The abstract was offered as an oral presentation at the 2016 American Society of Hematology Annual Meeting  in San Diego. [Update: Data was published in full in 2018 in JAMA Oncology.]

The PERSIST-1 phase 3 study demonstrated that PAC was well tolerated by patients with myelofibrosis and more effective for reducing spleen volume and controlling symptoms than BAT. PERSIST-2 was conducted to further explore the efficacy of pacritinib and hone in on patients with low platelet counts.

Dr. Gerds explains the reasoning behind this: “PERSIST-1 looked at all patients with myelofibrosis, irrespective of platelets, and we saw that patients with very low platelet counts still responded to pacritinib. About 26 percent of myelofibrosis patients have platelet counts below 100,000/μL, and ruxolitinib either requires a reduced dose (if <100,000/μL) or is not recommended (if <50,000/μL) for them per the package insert.

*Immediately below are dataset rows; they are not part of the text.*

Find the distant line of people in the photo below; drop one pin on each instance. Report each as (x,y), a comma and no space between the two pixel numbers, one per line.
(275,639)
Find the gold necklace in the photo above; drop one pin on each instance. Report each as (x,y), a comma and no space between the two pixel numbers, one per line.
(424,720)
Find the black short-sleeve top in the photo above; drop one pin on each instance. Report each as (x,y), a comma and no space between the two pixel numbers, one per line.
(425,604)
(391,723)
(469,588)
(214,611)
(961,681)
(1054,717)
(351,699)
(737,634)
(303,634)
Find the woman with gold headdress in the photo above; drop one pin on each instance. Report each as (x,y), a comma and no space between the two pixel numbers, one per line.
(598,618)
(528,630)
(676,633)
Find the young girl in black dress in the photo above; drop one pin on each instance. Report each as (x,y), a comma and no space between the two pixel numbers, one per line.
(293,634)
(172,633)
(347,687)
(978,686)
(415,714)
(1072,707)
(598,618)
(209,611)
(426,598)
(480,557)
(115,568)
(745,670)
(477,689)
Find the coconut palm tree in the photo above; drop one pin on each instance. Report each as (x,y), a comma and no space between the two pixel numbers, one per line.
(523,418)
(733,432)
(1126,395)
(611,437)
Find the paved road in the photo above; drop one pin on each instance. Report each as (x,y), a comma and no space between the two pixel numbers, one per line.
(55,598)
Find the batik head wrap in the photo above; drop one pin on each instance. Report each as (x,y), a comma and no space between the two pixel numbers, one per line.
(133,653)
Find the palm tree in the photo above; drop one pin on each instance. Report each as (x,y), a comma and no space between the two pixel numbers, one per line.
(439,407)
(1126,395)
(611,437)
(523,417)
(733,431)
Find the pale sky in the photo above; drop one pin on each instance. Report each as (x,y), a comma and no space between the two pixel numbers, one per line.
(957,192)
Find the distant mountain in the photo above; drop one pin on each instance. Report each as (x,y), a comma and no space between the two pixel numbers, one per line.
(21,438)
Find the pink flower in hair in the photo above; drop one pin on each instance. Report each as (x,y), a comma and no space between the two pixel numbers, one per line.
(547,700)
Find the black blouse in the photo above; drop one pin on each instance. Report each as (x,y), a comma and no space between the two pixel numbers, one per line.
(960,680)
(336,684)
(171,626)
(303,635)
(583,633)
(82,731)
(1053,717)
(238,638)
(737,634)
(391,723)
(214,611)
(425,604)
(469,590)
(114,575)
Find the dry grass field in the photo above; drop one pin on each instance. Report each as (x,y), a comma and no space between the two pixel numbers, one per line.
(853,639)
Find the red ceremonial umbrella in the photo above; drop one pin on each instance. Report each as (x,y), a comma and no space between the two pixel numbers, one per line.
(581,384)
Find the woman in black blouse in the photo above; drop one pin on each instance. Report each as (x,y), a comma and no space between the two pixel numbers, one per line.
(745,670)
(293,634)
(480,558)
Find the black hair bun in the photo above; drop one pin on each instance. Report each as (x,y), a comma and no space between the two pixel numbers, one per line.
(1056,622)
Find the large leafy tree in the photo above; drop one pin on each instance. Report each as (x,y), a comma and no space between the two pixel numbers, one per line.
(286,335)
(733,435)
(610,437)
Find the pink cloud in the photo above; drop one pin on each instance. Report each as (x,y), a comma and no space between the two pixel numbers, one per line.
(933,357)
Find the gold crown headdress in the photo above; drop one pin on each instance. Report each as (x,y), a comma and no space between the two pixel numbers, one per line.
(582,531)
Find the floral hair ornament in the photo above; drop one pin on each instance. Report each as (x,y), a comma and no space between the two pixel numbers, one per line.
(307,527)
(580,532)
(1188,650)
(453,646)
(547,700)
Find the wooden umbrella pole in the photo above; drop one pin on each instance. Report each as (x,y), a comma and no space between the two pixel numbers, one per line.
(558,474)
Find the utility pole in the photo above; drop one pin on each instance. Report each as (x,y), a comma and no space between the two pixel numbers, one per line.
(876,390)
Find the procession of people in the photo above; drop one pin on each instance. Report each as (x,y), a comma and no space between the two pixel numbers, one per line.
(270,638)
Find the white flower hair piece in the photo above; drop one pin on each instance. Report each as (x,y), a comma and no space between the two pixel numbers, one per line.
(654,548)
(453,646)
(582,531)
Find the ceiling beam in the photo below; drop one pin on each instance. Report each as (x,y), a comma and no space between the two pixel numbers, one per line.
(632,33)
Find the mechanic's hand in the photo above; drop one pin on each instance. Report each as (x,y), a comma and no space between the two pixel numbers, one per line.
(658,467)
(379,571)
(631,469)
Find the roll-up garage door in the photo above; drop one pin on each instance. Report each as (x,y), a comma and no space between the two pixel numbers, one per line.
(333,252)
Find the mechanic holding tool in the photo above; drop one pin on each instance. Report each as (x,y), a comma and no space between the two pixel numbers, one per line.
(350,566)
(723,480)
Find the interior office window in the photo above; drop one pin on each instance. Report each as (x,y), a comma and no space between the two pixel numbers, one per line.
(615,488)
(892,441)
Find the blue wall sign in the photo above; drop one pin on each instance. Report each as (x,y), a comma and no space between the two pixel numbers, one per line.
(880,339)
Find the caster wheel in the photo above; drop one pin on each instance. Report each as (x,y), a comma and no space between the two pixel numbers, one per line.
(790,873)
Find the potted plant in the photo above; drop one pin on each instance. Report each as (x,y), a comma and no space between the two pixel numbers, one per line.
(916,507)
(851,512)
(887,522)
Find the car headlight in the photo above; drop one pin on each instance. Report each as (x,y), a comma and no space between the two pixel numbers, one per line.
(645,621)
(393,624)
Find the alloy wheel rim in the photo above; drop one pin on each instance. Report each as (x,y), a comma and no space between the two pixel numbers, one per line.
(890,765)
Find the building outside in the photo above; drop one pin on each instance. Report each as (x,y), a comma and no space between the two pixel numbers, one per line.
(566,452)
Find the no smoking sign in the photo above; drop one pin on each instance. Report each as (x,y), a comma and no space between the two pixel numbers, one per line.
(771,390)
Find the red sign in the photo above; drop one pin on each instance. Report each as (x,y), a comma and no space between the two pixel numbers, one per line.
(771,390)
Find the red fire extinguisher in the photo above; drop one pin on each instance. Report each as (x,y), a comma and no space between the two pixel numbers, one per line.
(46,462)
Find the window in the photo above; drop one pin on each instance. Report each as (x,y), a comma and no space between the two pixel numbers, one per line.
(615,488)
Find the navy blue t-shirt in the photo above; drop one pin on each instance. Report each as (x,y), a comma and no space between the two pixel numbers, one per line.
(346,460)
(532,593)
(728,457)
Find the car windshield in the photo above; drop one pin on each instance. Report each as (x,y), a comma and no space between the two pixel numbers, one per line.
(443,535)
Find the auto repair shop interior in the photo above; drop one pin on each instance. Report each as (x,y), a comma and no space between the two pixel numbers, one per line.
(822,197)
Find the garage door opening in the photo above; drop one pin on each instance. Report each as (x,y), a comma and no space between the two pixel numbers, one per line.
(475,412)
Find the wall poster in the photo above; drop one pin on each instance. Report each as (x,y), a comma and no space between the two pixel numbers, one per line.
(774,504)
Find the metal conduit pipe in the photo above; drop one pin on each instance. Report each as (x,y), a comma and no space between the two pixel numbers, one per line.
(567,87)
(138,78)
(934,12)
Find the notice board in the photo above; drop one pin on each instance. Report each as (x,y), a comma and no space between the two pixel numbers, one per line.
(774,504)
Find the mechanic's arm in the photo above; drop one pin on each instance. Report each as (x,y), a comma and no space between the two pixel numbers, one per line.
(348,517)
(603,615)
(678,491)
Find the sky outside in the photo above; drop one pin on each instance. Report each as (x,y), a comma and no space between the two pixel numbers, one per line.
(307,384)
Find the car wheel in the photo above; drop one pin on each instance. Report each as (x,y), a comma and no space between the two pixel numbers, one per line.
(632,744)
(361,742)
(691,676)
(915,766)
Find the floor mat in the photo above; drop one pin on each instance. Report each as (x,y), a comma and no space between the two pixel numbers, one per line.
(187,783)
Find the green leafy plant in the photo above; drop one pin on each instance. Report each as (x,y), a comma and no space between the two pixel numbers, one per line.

So that led us to think about whether ruxolitinib is adequate for treating these patients, and if pacritinib could be better.”

The PERSIST-2 phase 3 study

Researchers evenly randomized 311 patients with myelofibrosis and platelet counts of <100,000/μL to pacritinib BID (107), pacritinib QD (104) or BAT (100) for 24 weeks. The co-primary efficacy endpoints were the percentage of patients achieving ≥35 percent SVR and ≥50 percent reduction in total symptom score (TSS), and the primary objective was to compare the efficacy of pooled PAC to BAT.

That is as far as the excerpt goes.